Benchmarking Explanatory Models for Inertia Forecasting using Public Data of the Nordic Area
Jemima Graham, Evelyn Heylen, Yuankai Bian, Fei Teng

TL;DR
This study benchmarks a day-ahead explanatory model for inertia forecasting in the Nordic power system, demonstrating its accuracy, generalizability, and the impact of feature enhancements, with publicly available data for further research.
Contribution
It introduces a novel explanatory model for inertia forecasting that outperforms traditional time-series models and provides a publicly available dataset for benchmarking.
Findings
The explanatory model reduces MAPE by 43% compared to time-series models.
The model performs consistently across Nordic and Great Britain datasets.

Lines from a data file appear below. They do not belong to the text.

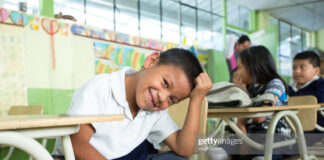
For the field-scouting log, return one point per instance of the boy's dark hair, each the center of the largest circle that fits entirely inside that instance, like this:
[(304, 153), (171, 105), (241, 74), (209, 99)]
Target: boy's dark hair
[(184, 59), (311, 56), (261, 66), (243, 38)]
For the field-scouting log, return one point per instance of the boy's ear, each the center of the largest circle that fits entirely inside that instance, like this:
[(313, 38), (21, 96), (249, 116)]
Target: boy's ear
[(151, 60)]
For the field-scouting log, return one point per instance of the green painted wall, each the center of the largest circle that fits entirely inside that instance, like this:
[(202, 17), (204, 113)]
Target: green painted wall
[(54, 101)]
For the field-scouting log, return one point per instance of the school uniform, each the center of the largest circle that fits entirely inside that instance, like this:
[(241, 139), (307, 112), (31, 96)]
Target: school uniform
[(313, 87)]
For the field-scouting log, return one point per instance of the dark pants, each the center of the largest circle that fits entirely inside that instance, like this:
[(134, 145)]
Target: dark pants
[(146, 151)]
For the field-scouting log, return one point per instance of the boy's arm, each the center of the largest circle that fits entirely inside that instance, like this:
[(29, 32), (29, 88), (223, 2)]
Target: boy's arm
[(81, 146), (182, 142)]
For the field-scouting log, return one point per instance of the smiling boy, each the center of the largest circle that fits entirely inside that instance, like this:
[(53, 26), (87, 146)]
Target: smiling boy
[(143, 98), (306, 68)]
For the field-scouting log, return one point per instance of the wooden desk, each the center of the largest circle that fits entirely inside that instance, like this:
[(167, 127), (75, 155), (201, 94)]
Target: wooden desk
[(19, 131), (226, 115)]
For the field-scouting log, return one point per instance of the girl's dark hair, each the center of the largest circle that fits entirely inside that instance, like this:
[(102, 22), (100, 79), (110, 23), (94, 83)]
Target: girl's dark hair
[(184, 59), (261, 66)]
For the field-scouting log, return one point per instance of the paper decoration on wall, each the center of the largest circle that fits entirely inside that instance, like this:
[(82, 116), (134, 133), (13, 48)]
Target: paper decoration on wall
[(118, 57), (201, 55), (121, 38), (19, 18), (34, 22), (78, 30), (51, 26), (12, 69), (64, 31), (4, 15), (229, 49)]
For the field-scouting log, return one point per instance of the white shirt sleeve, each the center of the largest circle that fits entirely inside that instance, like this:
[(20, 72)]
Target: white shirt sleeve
[(163, 128)]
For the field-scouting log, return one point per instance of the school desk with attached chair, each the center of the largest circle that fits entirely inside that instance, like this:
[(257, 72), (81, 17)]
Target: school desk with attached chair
[(21, 131), (227, 114)]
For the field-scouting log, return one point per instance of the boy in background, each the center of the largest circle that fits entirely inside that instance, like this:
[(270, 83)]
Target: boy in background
[(306, 68)]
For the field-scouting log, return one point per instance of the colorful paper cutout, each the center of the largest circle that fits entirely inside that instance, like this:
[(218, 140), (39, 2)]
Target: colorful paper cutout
[(19, 18), (64, 29), (4, 15), (117, 56), (51, 26), (78, 30), (34, 22)]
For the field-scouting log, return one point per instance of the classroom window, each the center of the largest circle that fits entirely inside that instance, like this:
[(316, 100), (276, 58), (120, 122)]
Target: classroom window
[(100, 13), (217, 33), (204, 28), (204, 5), (273, 21), (296, 40), (238, 16), (217, 7), (189, 2), (127, 17), (150, 19), (188, 25), (74, 8), (32, 6)]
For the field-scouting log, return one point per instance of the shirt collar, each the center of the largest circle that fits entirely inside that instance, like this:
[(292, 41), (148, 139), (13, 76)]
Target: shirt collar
[(118, 85), (294, 84), (119, 91)]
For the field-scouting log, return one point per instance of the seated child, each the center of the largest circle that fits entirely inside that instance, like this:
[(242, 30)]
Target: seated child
[(257, 69), (237, 80), (143, 98), (306, 68)]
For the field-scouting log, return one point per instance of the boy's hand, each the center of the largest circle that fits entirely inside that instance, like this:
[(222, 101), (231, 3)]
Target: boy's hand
[(203, 85)]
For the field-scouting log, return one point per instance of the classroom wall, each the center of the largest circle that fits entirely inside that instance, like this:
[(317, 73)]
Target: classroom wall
[(262, 20), (27, 42)]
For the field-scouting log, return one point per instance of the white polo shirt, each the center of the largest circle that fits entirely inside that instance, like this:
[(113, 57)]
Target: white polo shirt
[(105, 94)]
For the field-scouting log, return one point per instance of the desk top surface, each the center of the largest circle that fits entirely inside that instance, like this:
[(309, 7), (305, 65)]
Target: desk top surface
[(261, 109), (37, 121)]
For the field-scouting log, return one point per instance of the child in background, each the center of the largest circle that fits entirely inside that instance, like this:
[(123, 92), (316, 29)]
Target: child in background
[(306, 68), (257, 70), (237, 80), (143, 98)]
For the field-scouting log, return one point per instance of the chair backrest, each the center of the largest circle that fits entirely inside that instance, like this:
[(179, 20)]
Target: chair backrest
[(21, 110), (178, 114), (307, 117)]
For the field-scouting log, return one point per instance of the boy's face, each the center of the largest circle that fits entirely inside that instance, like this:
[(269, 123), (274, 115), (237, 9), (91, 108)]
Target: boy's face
[(304, 71), (244, 45), (161, 86)]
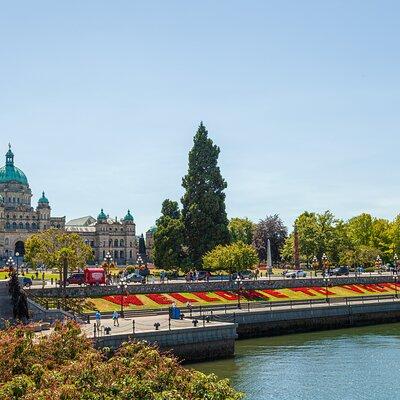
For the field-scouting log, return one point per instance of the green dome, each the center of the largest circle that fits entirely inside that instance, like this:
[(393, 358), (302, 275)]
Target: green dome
[(128, 216), (10, 173), (102, 216), (43, 199)]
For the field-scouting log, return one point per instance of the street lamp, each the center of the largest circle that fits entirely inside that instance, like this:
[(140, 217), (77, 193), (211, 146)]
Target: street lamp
[(327, 281), (17, 256), (239, 284), (396, 263), (108, 261), (325, 263), (315, 265), (122, 286)]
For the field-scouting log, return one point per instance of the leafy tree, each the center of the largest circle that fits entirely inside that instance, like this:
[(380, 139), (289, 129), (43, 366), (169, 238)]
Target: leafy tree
[(169, 237), (64, 365), (57, 249), (271, 228), (231, 258), (203, 214), (241, 230)]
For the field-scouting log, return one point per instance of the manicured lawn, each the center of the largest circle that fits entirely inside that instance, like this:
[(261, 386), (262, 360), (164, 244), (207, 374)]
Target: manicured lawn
[(154, 301)]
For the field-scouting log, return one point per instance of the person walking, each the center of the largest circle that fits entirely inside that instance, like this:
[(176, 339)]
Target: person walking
[(116, 318), (98, 319)]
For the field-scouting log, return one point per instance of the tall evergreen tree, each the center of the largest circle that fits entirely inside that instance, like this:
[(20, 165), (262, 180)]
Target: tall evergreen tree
[(168, 239), (203, 214)]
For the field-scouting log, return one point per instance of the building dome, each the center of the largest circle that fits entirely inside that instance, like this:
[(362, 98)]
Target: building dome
[(10, 173), (102, 216), (128, 217), (43, 199)]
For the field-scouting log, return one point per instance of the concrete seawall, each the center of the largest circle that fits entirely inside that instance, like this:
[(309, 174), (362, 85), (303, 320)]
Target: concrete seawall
[(282, 322), (189, 345), (99, 291)]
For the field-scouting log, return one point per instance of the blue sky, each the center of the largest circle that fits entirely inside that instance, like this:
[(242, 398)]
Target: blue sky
[(101, 100)]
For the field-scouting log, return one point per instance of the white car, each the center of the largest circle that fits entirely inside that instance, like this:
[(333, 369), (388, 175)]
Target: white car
[(295, 274)]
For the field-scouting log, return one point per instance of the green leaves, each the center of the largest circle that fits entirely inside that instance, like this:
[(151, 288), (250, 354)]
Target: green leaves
[(231, 258), (203, 214)]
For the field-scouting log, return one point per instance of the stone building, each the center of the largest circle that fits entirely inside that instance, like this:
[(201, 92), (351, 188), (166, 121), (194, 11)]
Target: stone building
[(18, 219), (108, 235)]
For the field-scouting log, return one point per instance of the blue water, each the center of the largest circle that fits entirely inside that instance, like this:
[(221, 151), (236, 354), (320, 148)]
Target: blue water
[(347, 364)]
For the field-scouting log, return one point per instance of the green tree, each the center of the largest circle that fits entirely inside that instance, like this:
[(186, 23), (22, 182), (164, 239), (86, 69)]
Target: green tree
[(203, 214), (57, 249), (64, 365), (231, 258), (241, 230), (271, 228), (169, 238)]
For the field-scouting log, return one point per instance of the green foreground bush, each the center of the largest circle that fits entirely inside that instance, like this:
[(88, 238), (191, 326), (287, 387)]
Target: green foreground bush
[(65, 366)]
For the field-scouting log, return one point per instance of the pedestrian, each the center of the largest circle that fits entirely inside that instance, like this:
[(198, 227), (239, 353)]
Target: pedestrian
[(98, 319), (116, 318)]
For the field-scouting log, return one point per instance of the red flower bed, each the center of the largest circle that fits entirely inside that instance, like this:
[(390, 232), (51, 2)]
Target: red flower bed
[(159, 298), (182, 298), (306, 291), (126, 300), (353, 288), (323, 291), (227, 295), (253, 295), (275, 293), (204, 296)]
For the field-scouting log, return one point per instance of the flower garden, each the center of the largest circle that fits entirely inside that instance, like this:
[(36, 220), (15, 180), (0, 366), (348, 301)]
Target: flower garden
[(156, 300)]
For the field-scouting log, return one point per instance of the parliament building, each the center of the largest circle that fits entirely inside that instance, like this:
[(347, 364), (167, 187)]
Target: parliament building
[(19, 220)]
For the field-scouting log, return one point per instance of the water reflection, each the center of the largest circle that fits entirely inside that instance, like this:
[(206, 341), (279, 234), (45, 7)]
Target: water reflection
[(352, 364)]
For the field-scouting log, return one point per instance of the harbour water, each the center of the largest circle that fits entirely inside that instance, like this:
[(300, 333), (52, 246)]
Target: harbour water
[(347, 364)]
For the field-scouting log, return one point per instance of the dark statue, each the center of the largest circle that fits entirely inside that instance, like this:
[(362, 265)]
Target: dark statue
[(18, 299)]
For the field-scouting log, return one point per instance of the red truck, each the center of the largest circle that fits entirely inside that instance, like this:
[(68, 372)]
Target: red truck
[(94, 276)]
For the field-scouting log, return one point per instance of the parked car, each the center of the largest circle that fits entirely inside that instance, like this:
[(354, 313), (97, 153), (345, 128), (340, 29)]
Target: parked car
[(77, 278), (296, 274), (340, 271), (134, 277), (24, 281)]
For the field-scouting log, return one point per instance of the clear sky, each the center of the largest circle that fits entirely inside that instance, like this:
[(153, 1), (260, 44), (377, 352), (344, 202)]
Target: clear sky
[(101, 99)]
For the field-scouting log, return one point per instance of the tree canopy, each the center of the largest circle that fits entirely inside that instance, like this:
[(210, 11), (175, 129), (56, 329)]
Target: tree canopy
[(55, 248), (65, 366), (272, 228), (203, 214), (241, 230), (231, 258)]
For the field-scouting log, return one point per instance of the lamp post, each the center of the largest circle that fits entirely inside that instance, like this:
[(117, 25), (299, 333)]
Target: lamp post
[(327, 281), (378, 264), (17, 256), (325, 263), (315, 265), (108, 261), (10, 264), (239, 283), (122, 286)]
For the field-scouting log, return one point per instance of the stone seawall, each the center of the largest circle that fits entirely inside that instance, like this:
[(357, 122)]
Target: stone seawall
[(282, 322), (99, 291), (189, 345)]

Feature enhancements further improve accuracy, with a monthly interaction variable reducing MAPE by up to 18%.
Abstract
This paper investigates the performance of a day-ahead explanatory model for inertia forecasting based on field data in the Nordic system, which achieves a 43% reduction in mean absolute percentage error (MAPE) against a state-of-the-art time-series forecast model. The generalizability of the explanatory model is verified by its consistent performance on Nordic and Great Britain datasets. Also, it appears that a long duration of training data is not required to obtain accurate results with this model, but taking a more spatially granular approach reduces the MAPE by 3.6%. Finally, two further model enhancements are studied considering the specific features in Nordic system: (i) a monthly interaction variable applied to the day-ahead national demand forecast feature, reducing the MAPE by up to 18%; and (ii) a feature based on the inertia from hydropower, although this has a negligible…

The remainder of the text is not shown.